American meritocracy is a total scam — and they're not even trying to hide it

American meritocracy is a total scam — and they're not even trying to hide it
By Official White House Photo by Joyce N. Boghosian -, Public Domain,

The news that Amy Chua, the semi-notorious author of the dual memoir and parenting self-help book, “Battle Hymn of the Tiger Mother,” secured her daughter a Supreme Court clerkship under the tutelage of Justice Brett Kavanaugh is many things, but it is not surprising. America’s meritocratic rulers have grown increasingly brazen in recent years, and using your celebrity to ensure your overachieving offspring ultimately enjoys a lucrative gig in the private sector is less objectionable than, say, the president dragging his progeny along on state visits to pimp their chintzy resorts and bad fashion brands.

Outrage over Chua’s shameless public sycophancy does, however, indicate just how deeply the myth of meritocracy remains ingrained in the ostensible American left. Yes, I am quite sure that there is a brilliant legal mind toiling away at a second-tier regional law school and burying herself beneath a mountain of student debt who is smarter, more perspicacious and more deserving. But isn’t this really just the lean-in fallacy popularized by Sheryl Sandberg, another psychotic celebrity of the ruling class?

The Supreme Court may be more clubby than ever before—two of our current justices went to the same private high school, at the same time—yet it has always been a profoundly anti-democratic artifact of our profoundly anti-democratic American system of government. Expanded individual access to these archaic institutions of inequality doesn’t solve a more fundamental problem: that they exist in the first place.

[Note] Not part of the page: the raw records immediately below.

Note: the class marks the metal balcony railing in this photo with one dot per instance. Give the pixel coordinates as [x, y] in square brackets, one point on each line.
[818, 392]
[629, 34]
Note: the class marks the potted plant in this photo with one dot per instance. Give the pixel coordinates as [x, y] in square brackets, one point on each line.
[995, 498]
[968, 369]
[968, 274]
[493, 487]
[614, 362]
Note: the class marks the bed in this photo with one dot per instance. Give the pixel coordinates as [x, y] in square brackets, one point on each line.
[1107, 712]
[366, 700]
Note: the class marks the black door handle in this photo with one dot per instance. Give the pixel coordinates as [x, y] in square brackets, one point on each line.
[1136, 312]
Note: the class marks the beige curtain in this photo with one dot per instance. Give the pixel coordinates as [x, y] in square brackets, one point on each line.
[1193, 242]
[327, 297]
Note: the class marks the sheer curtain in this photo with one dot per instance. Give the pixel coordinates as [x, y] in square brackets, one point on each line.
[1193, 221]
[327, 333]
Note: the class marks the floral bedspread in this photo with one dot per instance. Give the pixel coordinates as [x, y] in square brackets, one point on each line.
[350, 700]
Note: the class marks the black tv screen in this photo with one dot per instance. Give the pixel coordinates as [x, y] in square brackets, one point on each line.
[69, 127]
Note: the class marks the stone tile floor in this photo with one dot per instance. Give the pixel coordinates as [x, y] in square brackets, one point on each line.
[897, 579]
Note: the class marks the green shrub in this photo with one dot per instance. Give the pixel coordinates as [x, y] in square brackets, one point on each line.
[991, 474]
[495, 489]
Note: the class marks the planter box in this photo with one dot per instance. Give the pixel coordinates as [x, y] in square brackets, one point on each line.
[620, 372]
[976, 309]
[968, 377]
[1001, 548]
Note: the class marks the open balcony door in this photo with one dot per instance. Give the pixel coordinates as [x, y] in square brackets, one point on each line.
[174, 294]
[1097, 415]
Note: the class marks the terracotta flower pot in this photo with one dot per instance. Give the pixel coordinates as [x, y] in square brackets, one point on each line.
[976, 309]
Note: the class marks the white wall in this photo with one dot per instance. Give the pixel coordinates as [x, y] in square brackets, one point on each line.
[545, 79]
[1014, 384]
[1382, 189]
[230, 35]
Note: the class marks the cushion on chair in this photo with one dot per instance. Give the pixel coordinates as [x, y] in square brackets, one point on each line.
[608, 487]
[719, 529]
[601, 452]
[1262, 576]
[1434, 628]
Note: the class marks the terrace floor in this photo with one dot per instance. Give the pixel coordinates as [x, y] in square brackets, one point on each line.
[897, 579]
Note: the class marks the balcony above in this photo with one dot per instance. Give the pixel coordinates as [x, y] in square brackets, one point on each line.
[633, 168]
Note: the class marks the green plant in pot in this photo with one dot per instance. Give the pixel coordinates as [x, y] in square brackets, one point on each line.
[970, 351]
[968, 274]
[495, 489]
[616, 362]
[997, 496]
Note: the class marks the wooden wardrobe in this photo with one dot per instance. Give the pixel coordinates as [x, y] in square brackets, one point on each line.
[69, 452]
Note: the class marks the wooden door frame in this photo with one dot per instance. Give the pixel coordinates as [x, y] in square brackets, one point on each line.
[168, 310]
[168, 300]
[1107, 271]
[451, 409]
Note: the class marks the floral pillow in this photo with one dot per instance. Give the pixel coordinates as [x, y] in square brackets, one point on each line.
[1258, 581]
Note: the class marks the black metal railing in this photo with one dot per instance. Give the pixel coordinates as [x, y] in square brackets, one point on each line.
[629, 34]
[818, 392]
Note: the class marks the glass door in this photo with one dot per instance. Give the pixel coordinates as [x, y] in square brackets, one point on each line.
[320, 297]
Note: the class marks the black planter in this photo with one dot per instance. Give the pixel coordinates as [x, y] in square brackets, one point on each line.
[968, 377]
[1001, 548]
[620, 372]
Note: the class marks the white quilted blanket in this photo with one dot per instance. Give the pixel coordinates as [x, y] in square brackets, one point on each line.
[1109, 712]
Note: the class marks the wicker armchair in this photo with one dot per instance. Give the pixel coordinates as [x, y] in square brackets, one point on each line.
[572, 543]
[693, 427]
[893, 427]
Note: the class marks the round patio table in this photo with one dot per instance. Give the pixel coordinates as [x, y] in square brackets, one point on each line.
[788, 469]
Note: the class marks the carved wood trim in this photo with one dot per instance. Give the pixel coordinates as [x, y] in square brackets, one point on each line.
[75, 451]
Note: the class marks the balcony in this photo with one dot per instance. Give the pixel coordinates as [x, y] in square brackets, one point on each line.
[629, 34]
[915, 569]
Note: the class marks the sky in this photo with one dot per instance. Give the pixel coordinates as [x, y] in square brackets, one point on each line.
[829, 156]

At least Sophia Chua-Rubenfeld will have a job of some sort. It may consist of helping the court’s reactionary majority find ways to declare that hydrocarbons enjoy First Amendment protections and that indentured servitude is permissible and should be governed entirely through private arbitration, but it will surely involve more effort than the Trump clan’s various fake appointments and occupations or Chelsea Clinton getting $600,000 from NBC to interview the Geico Gecko or any number of less prominent scions of the rich and powerful who stumble into the best colleges and most coveted careers.

One of liberalism’s greatest weaknesses is its conviction that hypocrisy is the most devastating charge that can be leveled against you in public life. Ironically, the accusation is often misapplied. The Chua-Rubenfelds are not, after all, hypocrites; Amy Chua and her husband, author Jed Rubenfeld, have been entirely upfront about the whole scam. Prostrating oneself at the altar of power may be shameful and even repulsive, but it is perversely honest. You cannot call Chua a hypocrite for practicing what she’s preached for years.

As is so frequently the case, the question of who runs our most elite institutions distracts from the structural challenges posed by the institutions themselves. Getting more women seated on the Supreme Court is great—until it turns out they’re the children of reactionary aristocrats who are going to work for an archconservative. Appointing another Ruth Bader Ginsburg sounds terrific—until it turns out she’s, well, another Ruth Bader Ginsburg, doomed to disappoint and capable of genuine evil.

And here we arrive at liberalism’s other great weakness, its fixation on access—to health care, to education, to economic mobility. In focusing so monomaniacally on the occupants of the Supreme Court, the Senate, the White House or the board of Facebook, it has forgotten what it means to wield political power.

Access, after all, is just a narrow door; only a few will enter, most of whom already had a key to begin with.